A drag queen wearing blue and yellow angel wings and a traditional Ukrainian flower crown marched with a megaphone between the rows of uniformed soldiers. Civilians held a banner that read “Arm Ukraine, Make Pride in Mariupol Possible.” Rainbow flags flapped in the wind above the crowd, alongside Ukraine’s blue-and-yellow flag and others for NATO and the European Union.
“Our main message was ‘Arm Ukraine Now,’” Potapovych said. “We have hundreds of queer people in the armed forces that can’t be at this Pride, because they are now in the front line.”

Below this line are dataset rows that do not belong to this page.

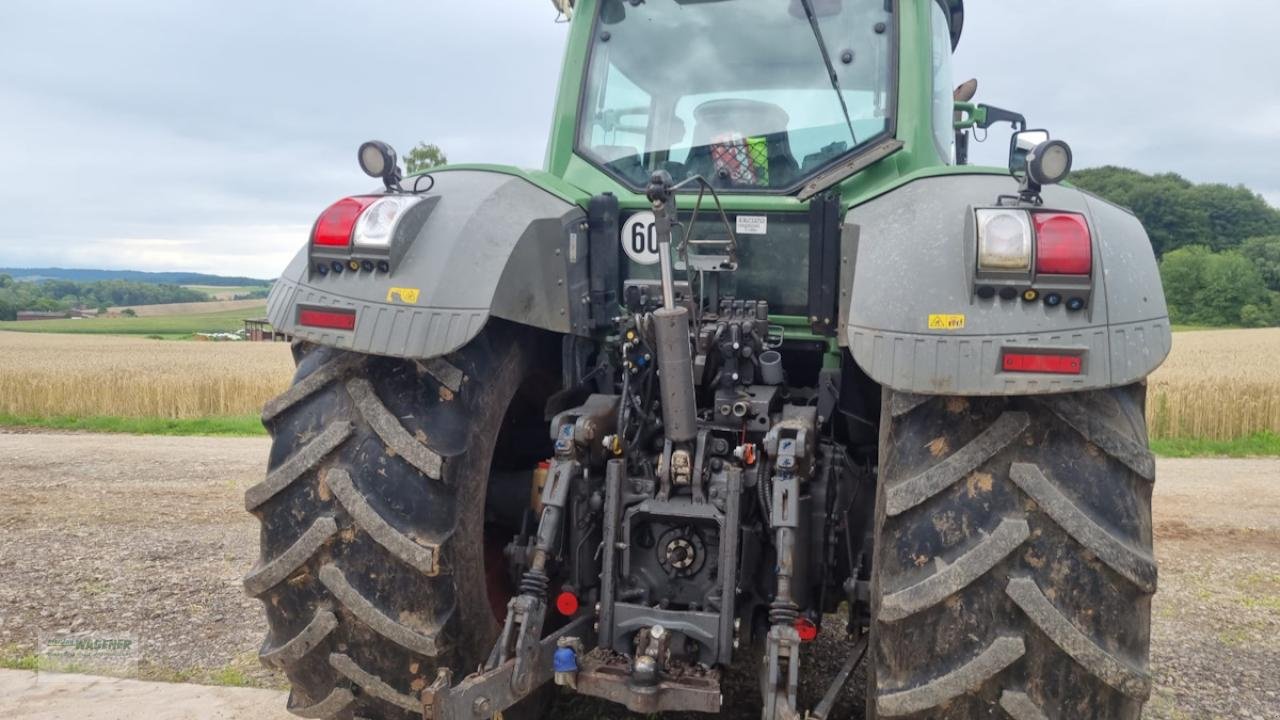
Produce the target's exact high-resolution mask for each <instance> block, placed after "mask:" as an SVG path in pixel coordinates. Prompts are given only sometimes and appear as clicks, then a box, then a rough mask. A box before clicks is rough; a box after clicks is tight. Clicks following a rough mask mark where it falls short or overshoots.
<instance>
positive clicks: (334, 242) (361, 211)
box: [311, 197, 378, 247]
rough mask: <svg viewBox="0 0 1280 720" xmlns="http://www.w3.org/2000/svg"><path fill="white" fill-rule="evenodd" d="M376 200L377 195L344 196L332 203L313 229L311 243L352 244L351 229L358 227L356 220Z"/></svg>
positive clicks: (325, 210) (314, 244)
mask: <svg viewBox="0 0 1280 720" xmlns="http://www.w3.org/2000/svg"><path fill="white" fill-rule="evenodd" d="M375 201H378V199H376V197H343V199H342V200H339V201H337V202H334V204H333V205H330V206H329V208H328V209H326V210H325V211H324V213H320V219H319V220H316V227H315V229H314V231H311V243H312V245H320V246H324V247H347V246H349V245H351V231H352V229H353V228H355V227H356V220H358V219H360V214H361V213H364V211H365V208H369V206H370V205H372V204H374V202H375Z"/></svg>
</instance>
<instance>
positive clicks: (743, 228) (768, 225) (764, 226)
mask: <svg viewBox="0 0 1280 720" xmlns="http://www.w3.org/2000/svg"><path fill="white" fill-rule="evenodd" d="M737 234H769V218H768V215H739V217H737Z"/></svg>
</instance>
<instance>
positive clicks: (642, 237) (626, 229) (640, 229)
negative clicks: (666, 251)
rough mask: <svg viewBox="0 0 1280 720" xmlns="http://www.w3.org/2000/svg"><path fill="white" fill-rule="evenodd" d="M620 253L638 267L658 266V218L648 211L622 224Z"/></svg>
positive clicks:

Vahe Sukiasian, 32, a former military surgeon, said he was marching for those who could not because they are living in Russian-occupied territories or deployed.
Being at the first Pride march since before the invasion spurred mixed feelings, he said. “You feel that you belong, and you feel that people around are your people,” he said. “But of course on the back of my mind, we need to remember that first we need to win the war.”
Dmytro, 27, a soldier who is recuperating from a foot injury sustained in a ballistic missile strike attended with his boyfriend. Dmytro, who spoke on the condition that he be identified by first name in keeping with military rules, said Pride was about showing Europe “and mostly Ukrainians that we have this aspiration to be part of the democratic world.”
The march ended within minutes, but for Volia — who will return to her position on eastern front later this month — it felt like a coup.
“Even though it was very short,” she said, “I think it was extremely important for us to be visible.”